For at least the last five years, starting in the fall of 2000 with the outbreak of the Palestinian intifada and the massive Israeli use of force to put it down, Oslo, referring to the peace process – now called the political process – with the Palestinians, has been synonymous with failure and a naïve wrongheaded approach to the Israeli-Palestinian conflict. But today, in what sounded like one of his stalking horse speeches for Prime Minister Ariel Sharon, his deputy prime minister and chief ally in the Likud, Ehud Olmert struck a completely different pose as he spoke to a conference convened to mark the anniversary of the assassination. ‘From the distance of time and perspective, Yitzhak Rabin's Oslo Agreement brought on a process of disillusionment by the Israel public and the formation of a more realistic, sober and balanced perception of the moves Israel has to make,’ said Olmert, adding, ‘Oslo agreement had its weaknesses but it was also justified. There is no doubt that it forced Israeli society to self examination that lead to the conclusion that Israel must return to its correct borders and that it should be a Jewish and democratic state.’

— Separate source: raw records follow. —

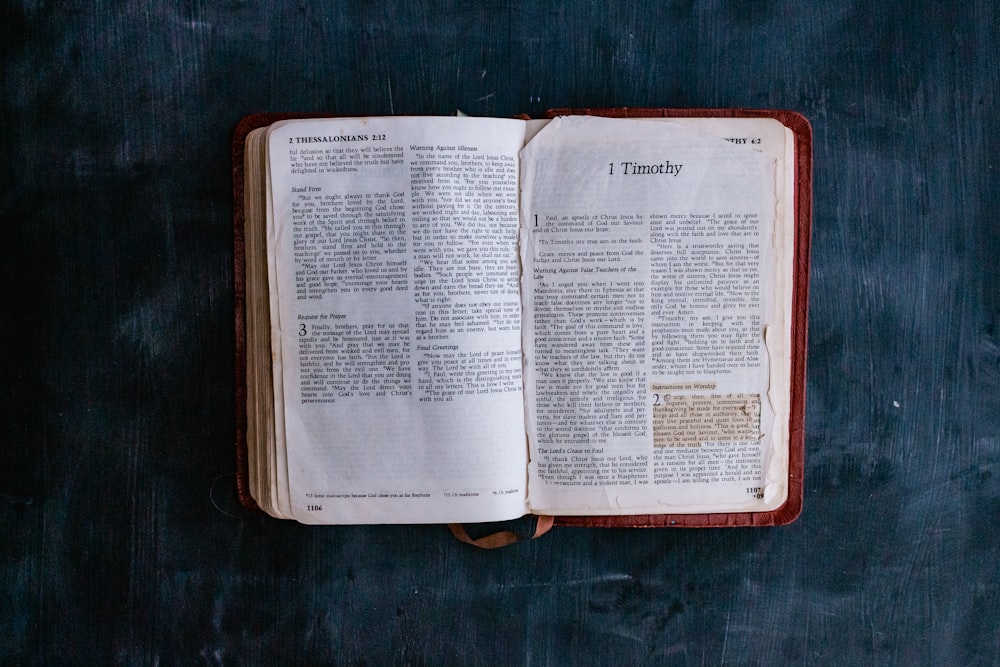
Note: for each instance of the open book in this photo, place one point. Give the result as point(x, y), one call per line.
point(452, 319)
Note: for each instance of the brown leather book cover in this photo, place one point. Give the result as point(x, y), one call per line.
point(803, 222)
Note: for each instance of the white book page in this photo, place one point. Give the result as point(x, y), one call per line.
point(656, 290)
point(398, 317)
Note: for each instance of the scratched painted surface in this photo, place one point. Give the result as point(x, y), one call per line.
point(120, 540)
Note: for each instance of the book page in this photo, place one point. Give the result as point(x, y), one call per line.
point(398, 318)
point(656, 290)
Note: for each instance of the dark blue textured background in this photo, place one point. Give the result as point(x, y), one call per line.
point(120, 538)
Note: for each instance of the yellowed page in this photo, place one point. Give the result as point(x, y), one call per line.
point(398, 318)
point(656, 315)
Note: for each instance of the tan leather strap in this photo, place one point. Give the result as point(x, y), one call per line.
point(500, 538)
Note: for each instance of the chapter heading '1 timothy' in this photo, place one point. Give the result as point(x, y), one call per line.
point(636, 169)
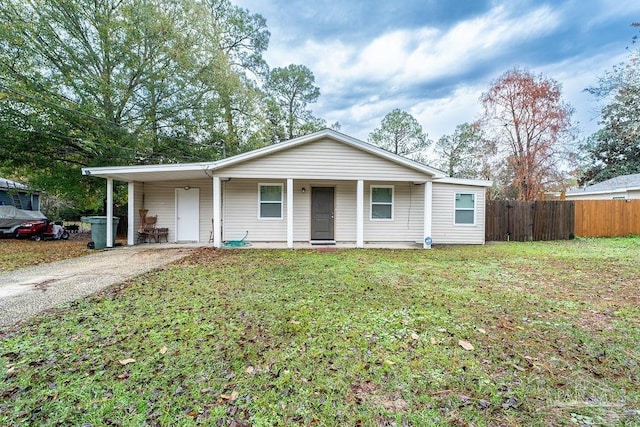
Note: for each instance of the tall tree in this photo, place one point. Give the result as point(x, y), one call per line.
point(615, 148)
point(529, 126)
point(401, 134)
point(292, 88)
point(460, 154)
point(87, 83)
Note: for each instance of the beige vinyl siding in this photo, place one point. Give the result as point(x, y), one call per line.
point(160, 200)
point(408, 214)
point(240, 212)
point(321, 160)
point(137, 204)
point(444, 231)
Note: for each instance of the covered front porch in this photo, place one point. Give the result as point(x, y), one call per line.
point(225, 208)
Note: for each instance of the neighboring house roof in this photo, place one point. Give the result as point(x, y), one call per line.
point(206, 169)
point(619, 184)
point(11, 185)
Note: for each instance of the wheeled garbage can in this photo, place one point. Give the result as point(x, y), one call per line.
point(99, 230)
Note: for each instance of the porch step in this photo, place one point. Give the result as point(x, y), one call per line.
point(322, 242)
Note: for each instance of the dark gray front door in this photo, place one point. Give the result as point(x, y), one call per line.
point(322, 213)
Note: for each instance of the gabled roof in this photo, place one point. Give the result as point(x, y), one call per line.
point(336, 136)
point(614, 185)
point(208, 169)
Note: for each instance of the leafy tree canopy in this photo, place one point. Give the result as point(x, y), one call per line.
point(615, 148)
point(400, 133)
point(529, 127)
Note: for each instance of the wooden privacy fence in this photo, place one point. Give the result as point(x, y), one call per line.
point(527, 221)
point(607, 218)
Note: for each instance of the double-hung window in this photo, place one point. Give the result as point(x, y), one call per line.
point(382, 202)
point(270, 201)
point(465, 210)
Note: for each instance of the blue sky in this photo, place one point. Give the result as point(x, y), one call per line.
point(434, 58)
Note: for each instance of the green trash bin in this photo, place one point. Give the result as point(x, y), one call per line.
point(99, 230)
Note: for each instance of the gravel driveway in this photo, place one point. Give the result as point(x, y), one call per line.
point(28, 291)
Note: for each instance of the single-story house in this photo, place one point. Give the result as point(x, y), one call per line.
point(325, 187)
point(624, 187)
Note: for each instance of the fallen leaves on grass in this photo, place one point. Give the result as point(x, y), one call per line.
point(466, 345)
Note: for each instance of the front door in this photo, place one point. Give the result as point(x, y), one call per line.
point(187, 214)
point(322, 213)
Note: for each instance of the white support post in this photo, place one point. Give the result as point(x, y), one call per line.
point(290, 213)
point(217, 213)
point(360, 214)
point(109, 212)
point(428, 207)
point(131, 219)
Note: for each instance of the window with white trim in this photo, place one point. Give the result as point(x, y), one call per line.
point(382, 202)
point(465, 211)
point(270, 201)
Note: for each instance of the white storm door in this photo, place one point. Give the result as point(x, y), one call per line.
point(187, 215)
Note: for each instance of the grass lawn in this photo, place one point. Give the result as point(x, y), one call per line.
point(527, 334)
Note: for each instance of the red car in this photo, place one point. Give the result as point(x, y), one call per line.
point(42, 230)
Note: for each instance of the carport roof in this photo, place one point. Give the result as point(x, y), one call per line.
point(184, 171)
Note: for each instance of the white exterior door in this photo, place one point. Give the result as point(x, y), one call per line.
point(187, 215)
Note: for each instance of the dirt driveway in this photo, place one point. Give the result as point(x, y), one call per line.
point(28, 291)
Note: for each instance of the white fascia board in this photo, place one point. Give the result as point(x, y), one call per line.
point(111, 170)
point(464, 181)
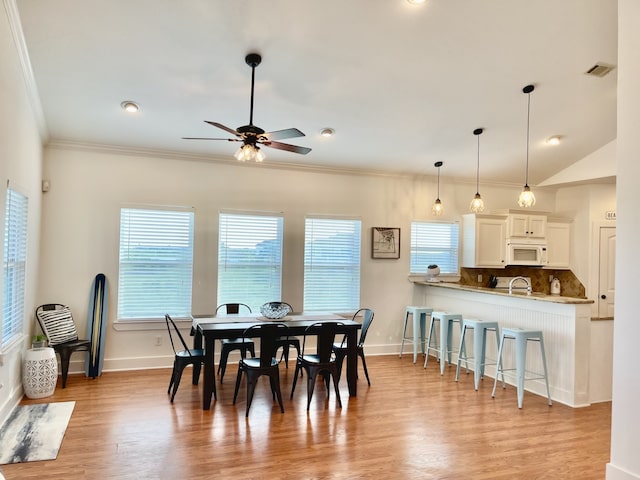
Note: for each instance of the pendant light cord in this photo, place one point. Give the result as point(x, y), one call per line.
point(526, 177)
point(478, 168)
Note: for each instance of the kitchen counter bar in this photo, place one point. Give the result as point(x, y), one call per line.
point(564, 321)
point(542, 297)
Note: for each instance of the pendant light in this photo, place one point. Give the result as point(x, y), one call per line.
point(527, 198)
point(477, 204)
point(437, 205)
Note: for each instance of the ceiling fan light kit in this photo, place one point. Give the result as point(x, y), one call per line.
point(437, 208)
point(252, 136)
point(527, 199)
point(477, 204)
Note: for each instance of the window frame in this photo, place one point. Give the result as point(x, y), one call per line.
point(413, 246)
point(352, 301)
point(122, 317)
point(264, 229)
point(15, 251)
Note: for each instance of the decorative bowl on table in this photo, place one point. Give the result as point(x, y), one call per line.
point(275, 310)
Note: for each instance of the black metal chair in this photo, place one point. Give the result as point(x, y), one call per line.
point(58, 326)
point(231, 344)
point(340, 349)
point(265, 364)
point(286, 342)
point(182, 358)
point(322, 361)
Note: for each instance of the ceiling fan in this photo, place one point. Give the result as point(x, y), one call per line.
point(252, 136)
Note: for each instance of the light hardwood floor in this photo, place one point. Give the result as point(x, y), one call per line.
point(411, 423)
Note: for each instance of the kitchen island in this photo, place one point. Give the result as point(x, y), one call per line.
point(564, 321)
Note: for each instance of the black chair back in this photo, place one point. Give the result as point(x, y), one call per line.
point(366, 323)
point(325, 334)
point(171, 324)
point(268, 334)
point(232, 308)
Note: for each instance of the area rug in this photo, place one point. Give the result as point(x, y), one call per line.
point(34, 432)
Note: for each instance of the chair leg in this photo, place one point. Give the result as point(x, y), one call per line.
point(65, 355)
point(238, 379)
point(364, 366)
point(311, 383)
point(176, 381)
point(295, 378)
point(335, 386)
point(275, 388)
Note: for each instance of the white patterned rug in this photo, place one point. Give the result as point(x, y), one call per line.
point(34, 432)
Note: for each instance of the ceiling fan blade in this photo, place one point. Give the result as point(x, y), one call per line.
point(287, 147)
point(280, 134)
point(208, 138)
point(224, 127)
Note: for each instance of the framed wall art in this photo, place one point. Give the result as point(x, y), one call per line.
point(385, 242)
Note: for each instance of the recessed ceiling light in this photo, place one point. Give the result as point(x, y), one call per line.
point(129, 106)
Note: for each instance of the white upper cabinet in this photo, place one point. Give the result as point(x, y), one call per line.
point(526, 226)
point(558, 245)
point(484, 241)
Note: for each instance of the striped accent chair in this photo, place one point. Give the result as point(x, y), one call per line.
point(57, 324)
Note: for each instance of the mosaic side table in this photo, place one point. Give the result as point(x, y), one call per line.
point(39, 372)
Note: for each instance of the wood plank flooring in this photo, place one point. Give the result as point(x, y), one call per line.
point(411, 423)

True, Olmert went on to explain that part of the Rabin legacy was to make sure the Temple Mount remains in Israeli hands and that Jerusalem remain undivided, but like so much of the rhetoric that tries to depict Rabin as less dovish than his support for Oslo might reflect, Olmert’s comment freezes Rabin in time, as if nothing in this world changes requiring politicians to change.

Sharon, who more than most has proved that he understands history does not stand still and that a statesman can change his mind, is said to have wanted to attend the annual rally outside Tel Aviv City Hall, in what is now known as Rabin Plaza. Because of the disengagement from Gaza and the northern West Bank and Sharon’s continuing insistence that he wants to strike a deal with the Palestinians – if only they take responsibility for preventing terror attacks against Israelis -- the Rabin family was ready to invite Sharon. But the Shin Bet VIP Protection Unit so far has scotched that idea.